The derivative is $ \frac{f(x+h) - f(x)}{h} $ as h tends to zero
So:
$ \frac{f(x+h) - f(x)}{h} = \frac{(x+h)e^{x+h} - xe^x}{h} $
$ = \frac{x(e^{x+h}-e^x)+he^{x+h}}{h} $
$ = \frac{x(e^{x+h}-e^x)}{h} + e^{x+h} $
This tends to infinity as h tends to zero. Where have I gone wrong?
You have incorrectly evaluated the limit of $\frac{e^{x+h}-e^x}{h}$, which tends to $e^x$, rather than to infinity as $h$ tends to zero.
Note that $\frac{e^{x+h}-e^x}{h}$ is the standard difference quotient in the computation of the derivative of $e^x$.
Note that $$ \frac{x(e^{x+h}-e^x)}{h}=\frac{x(e^x\cdot e^h-e^h)}{h} = \frac{xe^x(e^h-1)}{h}=xe^x\frac{e^h-1}{h} $$ and the limit of the last factor is the derivative of $t\mapsto e^t$ at $0$, so it is $1$ rather than infinity.

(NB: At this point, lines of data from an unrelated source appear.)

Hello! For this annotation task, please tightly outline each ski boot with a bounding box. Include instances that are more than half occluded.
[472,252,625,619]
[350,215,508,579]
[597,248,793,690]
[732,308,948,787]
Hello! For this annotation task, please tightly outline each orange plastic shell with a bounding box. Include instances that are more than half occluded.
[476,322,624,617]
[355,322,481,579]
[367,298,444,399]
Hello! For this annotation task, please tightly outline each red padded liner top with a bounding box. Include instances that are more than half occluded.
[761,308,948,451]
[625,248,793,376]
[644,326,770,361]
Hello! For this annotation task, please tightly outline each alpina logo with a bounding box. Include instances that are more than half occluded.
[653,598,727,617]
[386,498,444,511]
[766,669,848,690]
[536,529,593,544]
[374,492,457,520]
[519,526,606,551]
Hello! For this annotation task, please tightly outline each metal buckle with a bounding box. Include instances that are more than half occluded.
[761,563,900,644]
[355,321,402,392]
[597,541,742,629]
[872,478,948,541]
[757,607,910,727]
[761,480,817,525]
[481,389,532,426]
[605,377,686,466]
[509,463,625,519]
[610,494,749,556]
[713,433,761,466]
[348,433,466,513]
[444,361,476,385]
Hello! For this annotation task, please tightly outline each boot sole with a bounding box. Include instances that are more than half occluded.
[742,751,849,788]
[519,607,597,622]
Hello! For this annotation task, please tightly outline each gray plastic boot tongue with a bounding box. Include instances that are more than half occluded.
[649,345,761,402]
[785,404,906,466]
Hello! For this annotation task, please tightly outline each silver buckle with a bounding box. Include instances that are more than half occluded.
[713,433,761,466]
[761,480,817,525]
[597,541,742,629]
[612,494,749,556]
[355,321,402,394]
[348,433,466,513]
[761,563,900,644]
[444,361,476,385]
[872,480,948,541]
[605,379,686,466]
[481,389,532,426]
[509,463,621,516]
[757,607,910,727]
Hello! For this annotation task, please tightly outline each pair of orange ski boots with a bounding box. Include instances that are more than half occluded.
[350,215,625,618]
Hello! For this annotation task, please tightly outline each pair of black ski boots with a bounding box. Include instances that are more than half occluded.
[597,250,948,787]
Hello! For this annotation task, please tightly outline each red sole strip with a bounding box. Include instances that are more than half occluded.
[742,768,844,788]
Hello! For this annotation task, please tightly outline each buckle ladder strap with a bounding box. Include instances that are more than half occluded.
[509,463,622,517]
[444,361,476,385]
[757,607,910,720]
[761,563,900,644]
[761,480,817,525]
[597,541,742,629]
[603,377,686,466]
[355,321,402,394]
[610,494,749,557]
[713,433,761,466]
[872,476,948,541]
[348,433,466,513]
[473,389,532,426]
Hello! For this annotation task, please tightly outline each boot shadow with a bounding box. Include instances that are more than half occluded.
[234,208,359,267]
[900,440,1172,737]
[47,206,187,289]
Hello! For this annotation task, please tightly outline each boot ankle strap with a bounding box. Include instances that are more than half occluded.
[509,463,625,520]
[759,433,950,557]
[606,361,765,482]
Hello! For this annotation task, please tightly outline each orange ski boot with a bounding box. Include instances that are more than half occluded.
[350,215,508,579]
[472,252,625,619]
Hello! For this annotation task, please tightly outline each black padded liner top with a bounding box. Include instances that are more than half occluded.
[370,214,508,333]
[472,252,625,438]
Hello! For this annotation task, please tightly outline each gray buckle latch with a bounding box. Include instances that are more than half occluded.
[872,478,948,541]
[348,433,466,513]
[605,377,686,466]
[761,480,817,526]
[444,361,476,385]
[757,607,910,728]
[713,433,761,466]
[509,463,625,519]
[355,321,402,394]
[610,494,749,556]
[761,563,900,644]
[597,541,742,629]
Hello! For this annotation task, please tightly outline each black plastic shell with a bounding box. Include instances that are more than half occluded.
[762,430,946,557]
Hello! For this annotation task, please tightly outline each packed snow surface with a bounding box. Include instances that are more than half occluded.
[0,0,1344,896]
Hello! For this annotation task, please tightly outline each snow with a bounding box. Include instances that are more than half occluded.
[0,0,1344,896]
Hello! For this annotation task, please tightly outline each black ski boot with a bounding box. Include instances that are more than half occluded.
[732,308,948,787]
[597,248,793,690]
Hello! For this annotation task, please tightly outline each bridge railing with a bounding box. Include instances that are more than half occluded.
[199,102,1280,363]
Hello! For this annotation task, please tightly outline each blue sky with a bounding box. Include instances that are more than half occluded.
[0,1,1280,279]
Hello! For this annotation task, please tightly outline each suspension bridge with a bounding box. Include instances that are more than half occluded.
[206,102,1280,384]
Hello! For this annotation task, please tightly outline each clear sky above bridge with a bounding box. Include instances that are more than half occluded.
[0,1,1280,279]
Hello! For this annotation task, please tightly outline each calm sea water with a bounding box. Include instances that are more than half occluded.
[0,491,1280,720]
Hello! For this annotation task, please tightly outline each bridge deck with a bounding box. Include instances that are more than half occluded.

How do you compute it? It depends on how you define $e$: if you define $e$ as the only number $a$ such that $$ \lim_{h\to0}\frac{a^h-1}{h}=1 $$ then you're done.
If you define $e=\lim_{n\to\infty}(1+1/n)^n$ then much more work needs to be done. First show that $$ \lim_{x\to\infty}\left(1+\frac{1}{x}\right)^{\!x}=e= \lim_{x\to-\infty}\left(1+\frac{1}{x}\right)^{\!x} $$ Then we can do the substitution $x=1/t$ and get $$ \lim_{t\to0}(1+t)^{1/t}=e $$ so, by continuity of the logarithm, $$ \lim_{t\to0}\frac{\log(1+t)}{t}=1 $$ Now set $\log(1+t)=h$ so that $t=e^h-1$; therefore $$ \lim_{h\to0}\frac{h}{e^h-1}=1 $$
If you know/can use power/Taylor series, then
$$\frac{e^h-1}h=\frac{1+h+\mathcal O(h^2)+\ldots-1}{h}=1+\mathcal O(h)\xrightarrow[h\to 0]{}1$$
Use
$\dfrac{d[f(x)\cdot g(x)]}{dx}=\lim_{h\to0}\dfrac{f(x+h)g(x+h)-f(x)g(x)}h$
$=\lim_{h\to0}f(x+h)\lim_{h\to0}\dfrac{g(x+h)-g(x)}h+g(x)\lim_{h\to0}\dfrac{f(x+h)-f(x)}h$
Set $f(x)=x,g(x)=e^x$ or $g(x)=x,f(x)=e^x$
Finally use $\lim_{h\to0}\dfrac{e^h-1}h=1$